Jeremy took another cookery course (at KOTO) that was excellent! We also took a recommendation from the Lonely Planet (although we wondered if we were heading to the right place as we walked-up the rickity steps!) to the Vu Du hair salon - a veritibly oasis of tranquility in the lake of bilge water that was Hanoi! No wonder it is a favorite with the ex-pats, definately highly recommended by us!!
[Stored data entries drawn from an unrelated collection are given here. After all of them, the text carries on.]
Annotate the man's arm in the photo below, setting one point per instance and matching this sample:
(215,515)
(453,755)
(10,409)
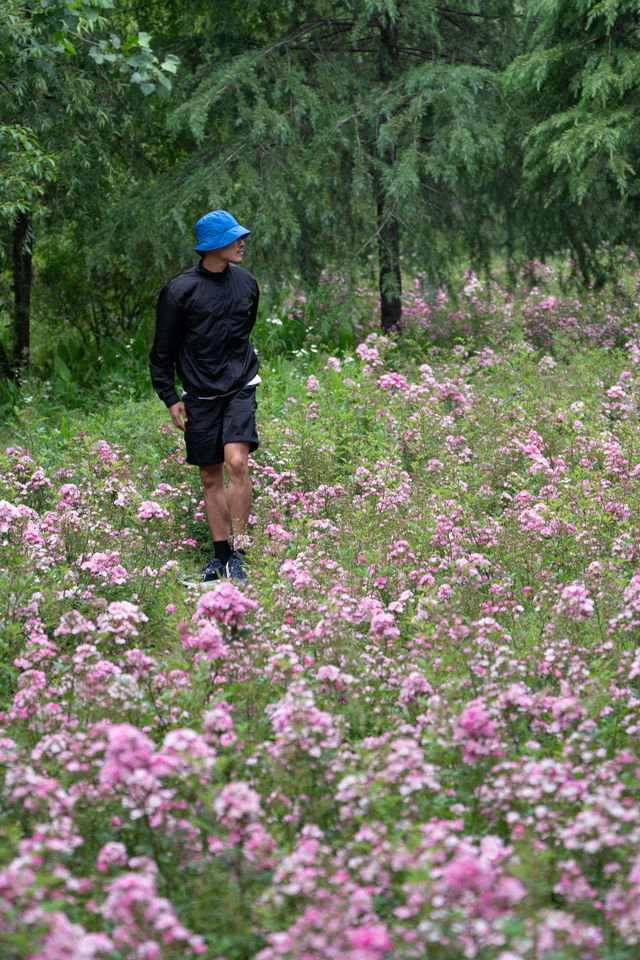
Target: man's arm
(178,415)
(162,359)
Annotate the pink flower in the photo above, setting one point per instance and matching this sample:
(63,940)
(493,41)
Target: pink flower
(237,801)
(226,604)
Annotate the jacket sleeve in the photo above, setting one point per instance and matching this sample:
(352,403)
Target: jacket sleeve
(166,343)
(254,308)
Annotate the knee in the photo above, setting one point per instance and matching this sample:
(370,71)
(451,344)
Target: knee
(237,465)
(212,477)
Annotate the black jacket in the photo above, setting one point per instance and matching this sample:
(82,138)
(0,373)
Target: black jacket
(203,322)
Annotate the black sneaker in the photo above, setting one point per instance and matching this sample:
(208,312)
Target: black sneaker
(212,571)
(236,567)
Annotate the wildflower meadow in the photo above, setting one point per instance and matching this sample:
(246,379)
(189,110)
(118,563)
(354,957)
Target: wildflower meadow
(416,733)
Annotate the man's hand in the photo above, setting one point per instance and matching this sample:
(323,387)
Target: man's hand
(178,415)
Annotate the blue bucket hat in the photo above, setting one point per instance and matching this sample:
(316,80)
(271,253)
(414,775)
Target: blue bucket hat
(216,229)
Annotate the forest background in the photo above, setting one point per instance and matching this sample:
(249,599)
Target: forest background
(362,142)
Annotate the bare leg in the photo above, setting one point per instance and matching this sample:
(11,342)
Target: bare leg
(215,501)
(239,492)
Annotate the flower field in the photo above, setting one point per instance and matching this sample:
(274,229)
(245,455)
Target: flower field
(414,735)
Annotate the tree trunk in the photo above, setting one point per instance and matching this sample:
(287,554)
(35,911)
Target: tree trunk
(390,280)
(21,291)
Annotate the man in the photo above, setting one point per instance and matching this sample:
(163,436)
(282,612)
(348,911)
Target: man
(204,318)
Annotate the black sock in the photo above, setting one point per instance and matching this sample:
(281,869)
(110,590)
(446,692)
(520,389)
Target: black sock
(222,550)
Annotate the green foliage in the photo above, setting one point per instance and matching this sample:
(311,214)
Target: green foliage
(577,87)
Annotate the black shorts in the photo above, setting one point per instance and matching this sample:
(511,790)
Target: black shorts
(213,423)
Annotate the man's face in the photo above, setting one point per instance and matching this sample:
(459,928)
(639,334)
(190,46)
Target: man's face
(233,252)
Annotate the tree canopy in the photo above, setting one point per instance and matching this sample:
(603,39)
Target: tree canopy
(379,135)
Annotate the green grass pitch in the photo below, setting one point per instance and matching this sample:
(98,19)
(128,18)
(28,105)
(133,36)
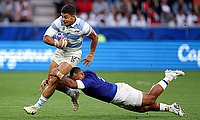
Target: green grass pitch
(19,89)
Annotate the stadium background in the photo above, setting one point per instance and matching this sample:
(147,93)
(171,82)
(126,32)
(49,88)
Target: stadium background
(121,48)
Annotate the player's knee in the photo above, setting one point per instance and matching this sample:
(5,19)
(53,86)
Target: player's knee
(151,99)
(53,80)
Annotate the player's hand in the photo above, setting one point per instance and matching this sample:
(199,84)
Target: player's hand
(88,60)
(54,71)
(43,84)
(62,43)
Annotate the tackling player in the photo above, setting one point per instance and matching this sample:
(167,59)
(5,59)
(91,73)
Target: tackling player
(67,55)
(121,94)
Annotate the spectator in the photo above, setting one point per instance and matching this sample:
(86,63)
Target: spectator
(196,5)
(138,19)
(99,6)
(173,22)
(101,18)
(135,6)
(124,6)
(7,10)
(25,14)
(84,6)
(58,5)
(165,15)
(23,9)
(181,18)
(89,17)
(113,18)
(192,19)
(178,4)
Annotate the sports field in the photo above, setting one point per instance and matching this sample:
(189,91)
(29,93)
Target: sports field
(19,89)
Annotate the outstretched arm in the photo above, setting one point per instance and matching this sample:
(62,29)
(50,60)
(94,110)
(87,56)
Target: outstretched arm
(94,40)
(66,80)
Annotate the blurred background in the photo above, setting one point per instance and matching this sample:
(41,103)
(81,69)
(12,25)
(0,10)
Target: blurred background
(133,34)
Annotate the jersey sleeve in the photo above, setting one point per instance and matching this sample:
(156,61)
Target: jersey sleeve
(80,84)
(87,29)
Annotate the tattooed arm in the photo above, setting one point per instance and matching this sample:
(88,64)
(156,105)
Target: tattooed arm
(64,78)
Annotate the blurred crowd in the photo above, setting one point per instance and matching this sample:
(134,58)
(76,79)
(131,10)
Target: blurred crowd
(15,11)
(115,13)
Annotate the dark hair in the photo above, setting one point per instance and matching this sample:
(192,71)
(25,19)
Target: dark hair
(68,8)
(74,70)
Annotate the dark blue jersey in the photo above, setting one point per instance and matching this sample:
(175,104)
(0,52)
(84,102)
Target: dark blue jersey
(97,87)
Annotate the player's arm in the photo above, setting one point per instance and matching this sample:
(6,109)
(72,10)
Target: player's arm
(48,40)
(66,80)
(94,41)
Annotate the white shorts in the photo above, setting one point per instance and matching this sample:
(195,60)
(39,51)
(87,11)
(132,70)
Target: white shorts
(127,97)
(70,57)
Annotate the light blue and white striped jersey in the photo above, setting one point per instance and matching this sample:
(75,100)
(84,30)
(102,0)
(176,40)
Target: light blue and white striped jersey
(75,33)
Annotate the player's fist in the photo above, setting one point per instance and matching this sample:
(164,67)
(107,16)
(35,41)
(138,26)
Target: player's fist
(60,40)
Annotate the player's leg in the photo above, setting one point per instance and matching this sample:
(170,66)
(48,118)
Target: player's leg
(74,94)
(46,94)
(157,89)
(149,100)
(54,84)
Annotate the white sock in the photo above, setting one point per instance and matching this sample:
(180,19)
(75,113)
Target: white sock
(164,107)
(163,83)
(40,102)
(70,92)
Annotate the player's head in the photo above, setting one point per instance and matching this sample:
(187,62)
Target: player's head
(68,13)
(76,73)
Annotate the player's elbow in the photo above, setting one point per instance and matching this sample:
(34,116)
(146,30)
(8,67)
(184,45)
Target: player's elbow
(45,39)
(69,83)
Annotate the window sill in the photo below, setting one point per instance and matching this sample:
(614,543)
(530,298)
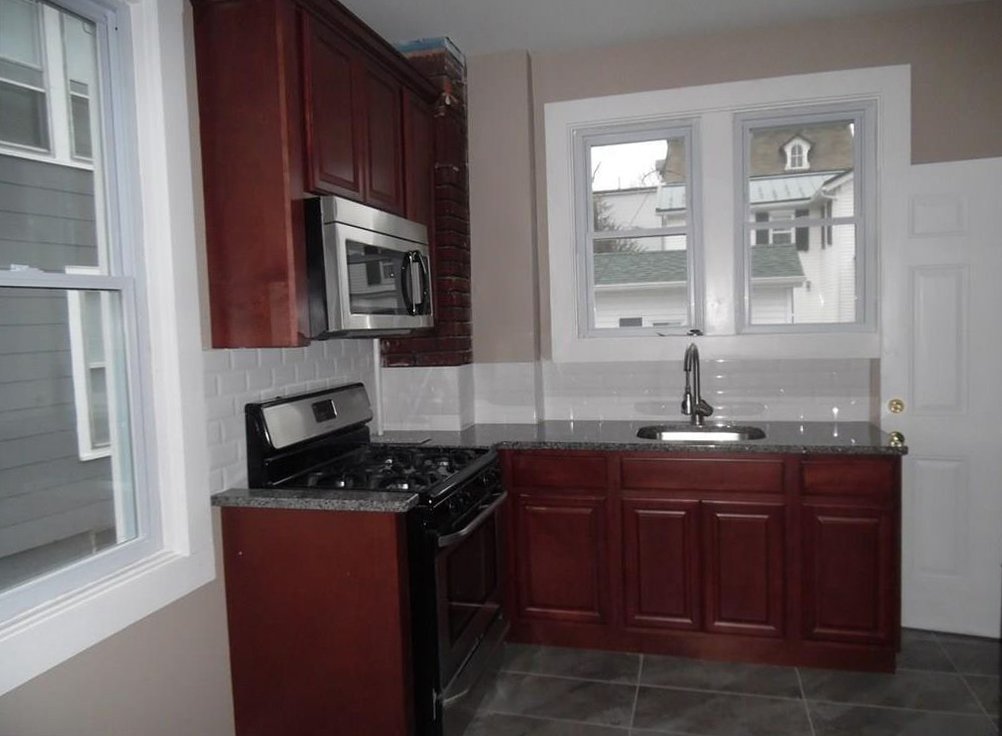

One thing that we noticed in here was the marked difference in the people compared to the rest of Vietnam. In Saigon (which nearly everyone in Saigon called "Saigon" but everyone in the north of Vietnam called it "Ho Chi Minh City"!) the people seemed more easy going and friendly, despite the fact that it is double the size of Hanoi and very much more chaoitic. A couple of guides said similar things - the people in the North (the bedrock of communist support in Vietnam, compared to the South) have a very different outlook to people in the South - "they would rather save and work studiously for the future rather than buy designer jeans and drink western alocohol". An interesting observation. We also found the food much nicer in the south in general, although we would certainly say that all the food in Vietnam that we had was very, very good.
We left Hanoi a little disappointed with our time there in some ways and sad in some ways that we were heading to our final destination of the amazing 7 months that we have had away.